For investors, how bonds behave is far from intuitive. Their prices move in the opposite direction of their yields, and then you've got to contend with inflation, call options, and credit quality, not to mention a handful of nuances that apply to each breed of bonds—high yield (junk), municipal, corporate, and government. But here's the main concept: In theory, bonds provide a safe haven amid market turmoil.
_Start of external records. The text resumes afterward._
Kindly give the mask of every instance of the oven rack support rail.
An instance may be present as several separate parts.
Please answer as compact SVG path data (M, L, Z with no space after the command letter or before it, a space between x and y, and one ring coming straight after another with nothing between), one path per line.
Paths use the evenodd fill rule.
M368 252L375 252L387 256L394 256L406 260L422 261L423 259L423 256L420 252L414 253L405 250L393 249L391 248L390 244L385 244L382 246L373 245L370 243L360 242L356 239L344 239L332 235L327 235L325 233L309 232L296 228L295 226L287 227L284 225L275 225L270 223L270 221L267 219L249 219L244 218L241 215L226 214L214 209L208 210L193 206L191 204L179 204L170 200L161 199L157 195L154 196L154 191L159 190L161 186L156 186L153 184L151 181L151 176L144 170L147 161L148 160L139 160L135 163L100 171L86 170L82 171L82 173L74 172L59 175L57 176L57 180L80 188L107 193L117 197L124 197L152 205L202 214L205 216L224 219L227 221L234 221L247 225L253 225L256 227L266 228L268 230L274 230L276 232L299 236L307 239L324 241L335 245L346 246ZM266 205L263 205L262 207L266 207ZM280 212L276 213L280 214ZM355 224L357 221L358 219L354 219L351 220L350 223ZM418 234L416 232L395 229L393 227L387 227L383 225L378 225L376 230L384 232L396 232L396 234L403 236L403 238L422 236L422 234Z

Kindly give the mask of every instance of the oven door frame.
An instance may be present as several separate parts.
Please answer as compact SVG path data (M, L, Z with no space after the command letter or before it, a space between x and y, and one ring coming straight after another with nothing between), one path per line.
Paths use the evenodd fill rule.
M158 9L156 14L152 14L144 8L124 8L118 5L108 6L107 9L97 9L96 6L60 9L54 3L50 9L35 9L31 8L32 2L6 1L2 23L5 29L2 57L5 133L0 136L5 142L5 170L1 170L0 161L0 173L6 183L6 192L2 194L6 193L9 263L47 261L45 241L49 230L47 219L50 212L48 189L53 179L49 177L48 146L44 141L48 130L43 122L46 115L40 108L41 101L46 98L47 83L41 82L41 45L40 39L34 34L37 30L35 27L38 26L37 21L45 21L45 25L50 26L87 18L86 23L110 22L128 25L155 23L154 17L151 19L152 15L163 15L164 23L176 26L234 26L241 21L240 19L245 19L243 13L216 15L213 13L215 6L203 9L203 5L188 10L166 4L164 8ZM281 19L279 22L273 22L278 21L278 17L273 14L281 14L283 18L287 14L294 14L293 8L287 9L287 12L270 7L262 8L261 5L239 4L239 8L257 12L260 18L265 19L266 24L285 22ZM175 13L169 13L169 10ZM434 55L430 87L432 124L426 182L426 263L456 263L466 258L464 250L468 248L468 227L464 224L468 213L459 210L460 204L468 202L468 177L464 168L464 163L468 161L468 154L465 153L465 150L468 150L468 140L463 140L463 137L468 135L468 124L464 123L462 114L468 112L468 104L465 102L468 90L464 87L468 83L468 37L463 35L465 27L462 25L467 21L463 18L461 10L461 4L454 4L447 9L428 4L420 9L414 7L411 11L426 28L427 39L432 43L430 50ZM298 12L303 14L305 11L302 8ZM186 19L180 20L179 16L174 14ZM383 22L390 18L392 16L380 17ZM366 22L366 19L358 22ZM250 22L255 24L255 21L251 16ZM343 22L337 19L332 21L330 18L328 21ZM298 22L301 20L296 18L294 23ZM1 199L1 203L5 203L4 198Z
Despite that conservative reputation, bonds aren't always safe. And these days, they're not a sure thing. "This crisis is a different story," says Marilyn Cohen, president and chief executive of Envision Capital Management, a Los Angeles firm that manages $185 million in bond portfolios for individual investors. "It's a crisis of confidence. It's a crisis in credit. With banks being seized, brokerage firms being bought out, and fear in the markets, investors are flocking from just about every type of bond because of the perceived risk of owning anything but U.S. treasuries." That reluctance isn't unfounded. "If a corporate bond looks good today, the next day it might be trash if there's a negative event," says Cohen, who is also coauthor of The Bond Bible.
Investors can gauge the risk of a particular bond—or a class of bonds—by comparing them with treasury yields. "If someone is going to buy a corporate bond that matures in five years that yields 6 percent, they can base-line it against five-year treasuries, which currently yield 2.77 percent," says Cohen. "The wider the spread, the more generous the yield on the corporate bond. Here's the question you need to ask: Is the difference between 6 percent and 2.77 percent (3.23 percentage points) worth the risk?"
Less mystery. Bond-fund investors should be scrutinizing their holdings. Funds filled with government IOUs are airtight, but the pay is paltry. (And Cohen believes interest rates will stay down this year and next.) Consider that Vanguard's Intermediate-Term Investment-Grade fund, made up of high-grade corporate bonds, yields 6.9 percent, while its Intermediate Treasury fund pays 3 percent. By comparison, the municipal-bond version of that fund pays 4.3 percent, which equates to a tax-equivalent yield of 7 percent for an investor in the 28 percent federal tax bracket.
For those in the upper tax brackets, Cohen says municipal bonds are the best bet. "When the economy is bad, you have states, cities, and counties scrambling for revenues, so there's a huge backlog of issues yet to be unleashed," she says. Muni investors also get the benefit of tax-free income, less volatility than corporate bonds, and "theoretically more safety, assuming you're in large, quality, general-obligation bonds."
Cohen began investing in junior high with baby-sitting money (in stocks—bonds came later). She prefers individual bonds to funds, because there's less mystery. "Funds hold an array of issues, plus inflows and outflows can work against you in a credit crisis," she says. The drawback: A diversified portfolio of single bonds requires roughly $200,000. Regardless of what type of bond investment you have, Cohen says, "credit quality is the name of the game right now."